A version of this blog originally appeared on the Royal Museums Greenwich Collections Blog as part of International Slavery Remembrance Day.

Last autumn, members of the LBS Team, along with Hackney Museum and Archives, community consultants and teachers, were part of a Share Academy funded project entitled Local Roots / Global Routes. The main outcome of the project was a teaching resource for Key Stage 3 students (aged 13 – 14), which explores links to slavery, abolition and the black presence in Hackney.

Extra funding from the Arts Council allowed us to engage the students at two Hackney schools through six week workshops. My colleague Kate Donington and I worked along with students at Our Lady’s Convent High School and Hackney B Six,  their teachers – Kathryn Gayton and Lucy Capes, two creative practitioners – Anthony Anaxagorou and Akala, and staff at Hackney Archives –  principally Elizabeth Green – to create spaces in which the young people could critically engage with the subject of slavery, while also allowing them to creatively respond to what they’d learned through poetry and drama.

Student viewing an archival document

As the workshops were run after school and were voluntary, we started by asking all the students why they were interested in the topic. One student’s answer has stuck with me: ‘I want to understand why I’m here and where I came from’. This student’s answer is so important for our team; for as historians you are involved in not only telling simple ‘facts’, but also in either reinforcing or breaking down stereotypes. In this case it is the pervasive narrative that the history of people of African descent doesn’t matter.
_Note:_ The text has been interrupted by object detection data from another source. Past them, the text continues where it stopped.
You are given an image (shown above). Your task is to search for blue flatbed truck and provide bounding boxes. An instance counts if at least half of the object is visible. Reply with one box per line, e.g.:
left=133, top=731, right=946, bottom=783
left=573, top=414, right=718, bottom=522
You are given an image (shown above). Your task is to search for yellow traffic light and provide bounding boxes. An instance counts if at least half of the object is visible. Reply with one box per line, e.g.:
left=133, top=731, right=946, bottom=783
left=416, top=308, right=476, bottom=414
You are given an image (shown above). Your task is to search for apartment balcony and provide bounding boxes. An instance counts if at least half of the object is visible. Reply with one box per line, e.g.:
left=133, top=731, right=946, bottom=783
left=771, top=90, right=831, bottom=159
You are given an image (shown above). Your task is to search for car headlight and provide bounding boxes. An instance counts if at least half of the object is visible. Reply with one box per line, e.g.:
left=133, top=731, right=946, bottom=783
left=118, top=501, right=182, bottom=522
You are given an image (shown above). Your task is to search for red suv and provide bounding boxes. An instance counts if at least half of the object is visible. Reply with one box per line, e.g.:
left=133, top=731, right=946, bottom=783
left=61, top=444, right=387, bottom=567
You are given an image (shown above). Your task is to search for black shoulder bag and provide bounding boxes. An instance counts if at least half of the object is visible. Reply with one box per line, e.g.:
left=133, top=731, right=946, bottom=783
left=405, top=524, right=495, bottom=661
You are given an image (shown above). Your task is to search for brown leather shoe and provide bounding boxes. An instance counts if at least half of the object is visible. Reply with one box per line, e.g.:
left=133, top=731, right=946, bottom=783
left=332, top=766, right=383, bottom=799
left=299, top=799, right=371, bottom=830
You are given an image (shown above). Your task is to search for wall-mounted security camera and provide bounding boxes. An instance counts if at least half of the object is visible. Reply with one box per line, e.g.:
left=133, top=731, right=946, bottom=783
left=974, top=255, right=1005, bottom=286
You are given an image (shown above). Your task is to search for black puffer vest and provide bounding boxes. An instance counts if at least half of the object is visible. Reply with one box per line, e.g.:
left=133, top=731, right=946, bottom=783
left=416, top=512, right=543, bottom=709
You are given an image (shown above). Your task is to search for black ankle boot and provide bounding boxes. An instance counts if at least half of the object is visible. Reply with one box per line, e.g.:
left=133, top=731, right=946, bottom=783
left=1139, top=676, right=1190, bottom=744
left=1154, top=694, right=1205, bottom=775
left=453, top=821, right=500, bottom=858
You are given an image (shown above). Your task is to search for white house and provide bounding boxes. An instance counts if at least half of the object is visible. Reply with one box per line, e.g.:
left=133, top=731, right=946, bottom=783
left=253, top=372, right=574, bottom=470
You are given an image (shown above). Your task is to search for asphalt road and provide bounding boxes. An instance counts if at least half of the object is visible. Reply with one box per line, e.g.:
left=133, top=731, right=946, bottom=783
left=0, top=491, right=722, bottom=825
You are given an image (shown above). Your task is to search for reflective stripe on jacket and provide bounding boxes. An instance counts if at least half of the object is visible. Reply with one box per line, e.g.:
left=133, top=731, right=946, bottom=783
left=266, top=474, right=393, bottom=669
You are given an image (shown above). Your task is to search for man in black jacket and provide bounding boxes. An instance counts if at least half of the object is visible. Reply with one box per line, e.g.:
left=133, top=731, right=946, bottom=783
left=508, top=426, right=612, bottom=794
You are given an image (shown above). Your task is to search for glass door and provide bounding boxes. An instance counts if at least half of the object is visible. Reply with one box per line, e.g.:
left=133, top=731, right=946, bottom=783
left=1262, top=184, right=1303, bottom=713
Thus it was important to speak about how Africa and Africans were placed outside of history to justify the mass exploitation of millions of people. The first lesson that the team conducted, as well as later sessions by Akala, reinforced the importance of treating the history of people of African descent as one that is first and foremost about human beings. As the dehumanisation of Africans has been one of the lasting legacies of transatlantic slavery, making sure that people of African descent are subjects rather than objects of history is a part of the work needed to undo that process. This is why, as others have noted before me, teaching children and young people about slavery must be set within a longer history of African peoples. This involves highlighting the myriad of ways in which Africans contributed to the world, while also speaking about how they lived their everyday lives.

Reinserting slavery into the story of Britain was also emphasised. It was important to stress both the involvement of British people in the business and profits of slavery, as well as giving evidence of the legacies of this connection. For although resources exist and are used by some teachers (both within schools and the wider community) slavery in the British colonies has not been a key element of the how the story of the British past is taught. In this context, it is not surprising that what is known as the slave trade and the wider history of slavery in the Americas is often conflated and the emphasis placed on abolition. This erasure has meant that the role played by the enslaved in the creation of modern Britain has either been ignored or underplayed.

Once again, reinforcing agency was key. So in addition to speaking about how enslaved people’s labour and lives were consumed in the production of mainly luxury goods; it is also important to note how, from the very beginning, they resisted this system in a variety of ways and asserted their humanity in how they formed families and kin networks, practised their beliefs and lived their lives.

Destruction of Roehampton Estate ©British Library

The students were also exposed to the history and legacies of slavery that exist in Hackney. They learnt about the ways and extent to which people of African descent, abolitionists, and slave-owners who lived in Hackney are remembered today in street names, school names, and on tombstones. Traces of people with connections to slavery in documents found in the Hackney Archives included a petition from a young woman from Jamaica, a will that included property in land and enslaved people in Jamaica, and a house deed signed by a sugar factor living in Hackney who was involved in selling goods produced by enslaved people.

Abney Park Tomb of Joanna Vassa, daughter of Olaudah Equiano, a prominent figure in the abolitionist movement

The creative outputs of the students show the journeys that they themselves are on. Some reflected on the experiences of enslaved people and other people of African descent. Others emphasised how being exposed to a new angle of this history had changed the perception they had of themselves. As one student expressed in song : ‘now I know my history, … and now no one can tell me who I am’.